Officials have launched a raft of measures to tackle the housing bubble. Is it enough?

I mentioned in a post last month the growing pressure on the Chinese government to act to prevent the economy overheating. Well, talk of a dangerous housing bubble has only grown since then after figures showed that urban property inflation climbed to 11.7 percent in the year to March, from 10.7 percent a month earlier.

The property market has been described officials as one of the biggest economic challenges facing the country. But officials also undoubtedly have an eye on the social implications of surging property prices—a lack of affordable housing for low income workers moving to the cities is bound to be cause for concern, while the red hot market is pricing much of the middle class out of the market.

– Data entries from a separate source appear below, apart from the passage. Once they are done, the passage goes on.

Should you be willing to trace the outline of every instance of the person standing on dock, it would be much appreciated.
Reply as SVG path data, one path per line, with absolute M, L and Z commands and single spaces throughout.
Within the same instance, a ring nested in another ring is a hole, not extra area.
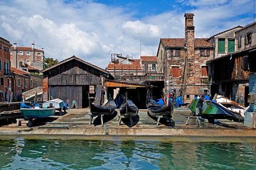
M 204 101 L 204 95 L 202 94 L 201 96 L 201 98 L 199 98 L 198 102 L 198 103 L 196 105 L 196 116 L 198 116 L 200 114 L 202 113 L 203 101 Z

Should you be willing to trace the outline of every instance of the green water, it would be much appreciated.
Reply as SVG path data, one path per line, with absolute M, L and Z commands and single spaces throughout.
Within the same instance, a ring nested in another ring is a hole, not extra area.
M 0 140 L 0 169 L 256 169 L 256 144 Z

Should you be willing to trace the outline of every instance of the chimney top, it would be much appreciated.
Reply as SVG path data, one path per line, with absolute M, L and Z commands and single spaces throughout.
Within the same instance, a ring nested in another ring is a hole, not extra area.
M 194 14 L 193 13 L 186 13 L 184 14 L 184 17 L 188 18 L 193 18 L 193 16 L 194 16 Z

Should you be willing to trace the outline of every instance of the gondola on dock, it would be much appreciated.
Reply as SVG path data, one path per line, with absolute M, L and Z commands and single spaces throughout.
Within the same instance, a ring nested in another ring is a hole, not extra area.
M 104 106 L 93 103 L 91 101 L 92 98 L 89 97 L 89 107 L 90 110 L 89 125 L 92 124 L 94 117 L 100 115 L 101 124 L 103 125 L 103 116 L 114 115 L 117 106 L 111 98 L 110 98 L 108 102 Z
M 146 108 L 149 115 L 157 121 L 156 125 L 159 125 L 160 119 L 161 119 L 164 124 L 171 127 L 175 126 L 175 123 L 171 119 L 174 112 L 174 105 L 171 100 L 169 100 L 167 106 L 161 106 L 153 99 L 148 99 Z
M 134 125 L 134 121 L 133 119 L 137 117 L 139 108 L 131 100 L 129 100 L 127 97 L 125 97 L 124 99 L 119 108 L 119 111 L 120 118 L 118 121 L 118 125 L 120 125 L 122 118 L 129 118 L 131 126 Z

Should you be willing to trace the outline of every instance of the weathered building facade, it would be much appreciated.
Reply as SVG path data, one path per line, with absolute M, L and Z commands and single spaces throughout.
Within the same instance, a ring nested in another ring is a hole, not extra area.
M 195 38 L 193 14 L 185 13 L 185 38 L 161 38 L 157 71 L 164 74 L 166 96 L 174 92 L 191 102 L 196 95 L 209 92 L 206 61 L 213 59 L 213 44 Z
M 14 43 L 11 48 L 11 67 L 14 68 L 27 68 L 32 66 L 36 69 L 42 70 L 44 64 L 44 51 L 35 48 L 34 43 L 31 47 L 17 47 Z
M 11 93 L 11 47 L 9 40 L 0 37 L 0 101 L 9 101 Z
M 43 101 L 60 98 L 77 101 L 79 108 L 88 106 L 88 94 L 95 94 L 97 85 L 103 85 L 103 79 L 113 79 L 108 72 L 73 56 L 42 71 Z
M 240 30 L 240 26 L 223 31 L 211 36 L 208 41 L 213 44 L 213 58 L 234 52 L 235 50 L 235 32 Z
M 256 22 L 235 32 L 235 52 L 207 62 L 210 94 L 248 105 L 249 74 L 256 67 Z
M 11 67 L 14 76 L 11 79 L 13 101 L 22 101 L 22 93 L 38 86 L 42 86 L 43 77 L 14 67 Z
M 131 57 L 115 56 L 112 54 L 111 62 L 106 70 L 117 80 L 143 82 L 147 80 L 159 79 L 157 60 L 155 56 L 141 56 L 140 59 Z M 113 57 L 114 56 L 114 57 Z M 161 74 L 162 75 L 162 74 Z

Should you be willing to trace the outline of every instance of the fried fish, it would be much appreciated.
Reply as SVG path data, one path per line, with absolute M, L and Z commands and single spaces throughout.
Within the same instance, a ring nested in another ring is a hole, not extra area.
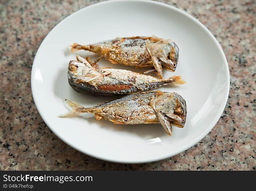
M 85 108 L 65 100 L 72 110 L 61 117 L 72 117 L 84 113 L 92 113 L 97 120 L 104 118 L 119 124 L 160 123 L 168 135 L 172 125 L 183 128 L 187 114 L 186 102 L 176 93 L 161 91 L 134 94 Z
M 85 45 L 74 43 L 71 47 L 73 52 L 89 51 L 102 56 L 113 64 L 122 64 L 136 68 L 152 67 L 152 69 L 145 73 L 155 70 L 161 79 L 163 67 L 174 71 L 179 57 L 179 49 L 174 42 L 154 36 L 117 38 Z
M 77 60 L 70 62 L 68 82 L 73 89 L 91 95 L 123 95 L 150 90 L 169 83 L 185 83 L 180 76 L 159 79 L 129 70 L 101 68 L 97 64 L 100 58 L 90 62 L 88 57 L 86 60 L 77 56 Z

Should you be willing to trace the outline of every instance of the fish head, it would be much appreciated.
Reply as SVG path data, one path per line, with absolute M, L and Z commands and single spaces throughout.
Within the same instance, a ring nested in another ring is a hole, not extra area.
M 159 116 L 164 117 L 170 123 L 183 127 L 186 121 L 186 106 L 185 100 L 176 93 L 158 91 L 158 96 L 151 100 L 151 104 Z
M 149 46 L 151 55 L 157 58 L 159 64 L 167 70 L 175 70 L 179 58 L 179 48 L 174 42 L 169 39 L 160 39 Z
M 89 82 L 101 77 L 101 69 L 97 64 L 101 58 L 90 63 L 88 58 L 86 60 L 81 56 L 77 56 L 77 60 L 71 60 L 69 64 L 69 79 L 74 83 L 79 83 Z

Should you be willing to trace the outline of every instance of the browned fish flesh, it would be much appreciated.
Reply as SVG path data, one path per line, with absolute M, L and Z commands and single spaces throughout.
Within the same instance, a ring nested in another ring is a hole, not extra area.
M 74 43 L 71 51 L 88 50 L 102 56 L 113 64 L 122 64 L 137 68 L 152 67 L 159 77 L 163 77 L 163 67 L 175 70 L 179 57 L 179 49 L 170 39 L 156 37 L 133 37 L 115 39 L 88 45 Z
M 159 79 L 126 70 L 101 68 L 97 64 L 99 58 L 90 62 L 77 56 L 77 60 L 69 64 L 68 77 L 70 85 L 77 92 L 91 95 L 124 95 L 150 90 L 171 83 L 185 83 L 180 76 Z
M 72 110 L 62 117 L 84 113 L 92 113 L 97 120 L 104 118 L 115 124 L 160 123 L 169 135 L 172 125 L 184 127 L 186 121 L 186 102 L 176 93 L 148 91 L 129 95 L 92 107 L 85 108 L 67 99 Z

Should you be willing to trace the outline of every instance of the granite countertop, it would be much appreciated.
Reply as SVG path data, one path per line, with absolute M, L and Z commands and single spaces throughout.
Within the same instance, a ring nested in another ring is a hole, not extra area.
M 255 170 L 256 3 L 250 1 L 161 1 L 184 10 L 216 37 L 230 74 L 227 103 L 205 138 L 171 158 L 140 164 L 93 158 L 61 140 L 34 103 L 30 75 L 44 38 L 74 11 L 100 1 L 1 1 L 0 170 Z

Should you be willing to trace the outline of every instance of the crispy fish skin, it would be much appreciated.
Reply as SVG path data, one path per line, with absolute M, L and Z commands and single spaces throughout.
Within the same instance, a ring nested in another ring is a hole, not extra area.
M 153 67 L 161 78 L 162 66 L 174 72 L 179 57 L 179 48 L 174 42 L 156 37 L 117 38 L 88 45 L 74 43 L 71 47 L 73 52 L 89 51 L 102 56 L 113 64 L 122 64 L 137 68 Z
M 168 79 L 126 70 L 101 68 L 96 61 L 90 63 L 81 56 L 71 60 L 68 70 L 68 82 L 78 92 L 92 95 L 124 95 L 147 91 L 169 83 L 183 84 L 179 76 Z
M 65 101 L 73 110 L 59 117 L 71 117 L 88 113 L 93 113 L 97 120 L 104 118 L 116 124 L 160 123 L 170 136 L 171 125 L 183 127 L 186 117 L 186 101 L 175 92 L 146 92 L 88 108 L 67 99 Z

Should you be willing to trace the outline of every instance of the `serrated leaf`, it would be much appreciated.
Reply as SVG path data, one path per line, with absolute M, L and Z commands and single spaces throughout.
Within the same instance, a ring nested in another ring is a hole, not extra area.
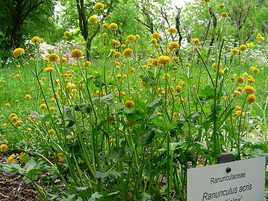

The government has already unveiled measures over the past week to curb prices, which the China Daily described Monday as a ticking time bomb. Among these measures (which seem mostly aimed at deterring speculative buyers from taking out mortgages) is an increase in the minimum down payment for purchases of a second home to 50 percent from 40 percent, and the setting of a minimum floor for mortgage lending of 1.1 times the benchmark lending rate.

Along with these policy measures appears to have come a government publicity push. The dramatic China Daily time bomb reference being one example, and the comments carried in official financial newspaper the China Securities Journal suggesting that some short-term pain is necessary being another.

Reporting on the China Securities Journal article, Reuters says:

‘Tough new measures announced in the past week have wiped out 240 billion yuan ($35 billion) in the market value of listed developers and the damage will spread to related industries, the newspaper said.

‘But this is a necessary price to pay to head off an “all-citizen house-buying boom,” the commentary said. Left unchecked, it would distort the economy by suppressing much-needed consumption as people put so much of their savings into property.’

And the short-term pain is far from over, with speculation growing about possible further curbs, including a property tax.

Andy Xie, a Shanghai-based economist, thinks the government will need to take more drastic action, including a big hike in interest rates. Writing in Caixin, Xie argued yesterday:

‘China should quickly raise interest rates by 2 percentage points; current rates are ridiculously low. When this is the case for too long, it leads to a property bubble, resource misallocation, and, eventually, a financial crisis.

‘China’s interest rates are probably five percentage points too low. Yuan appreciation expectations have provided money holders with a substitute for interest rates. Indeed, such expectations have driven up yuan demand so rapidly that the central bank has increased its foreign exchange reserves three times, to US$ 2.4 trillion, in the past five years. China’s asset prices have risen by about the same magnitude. Inflation has followed.’

A big quick rise like this seems unlikely, but the fact that the government is apparently nudging official media to talk of the threat of social unrest underscores the seriousness with which officials view the problem.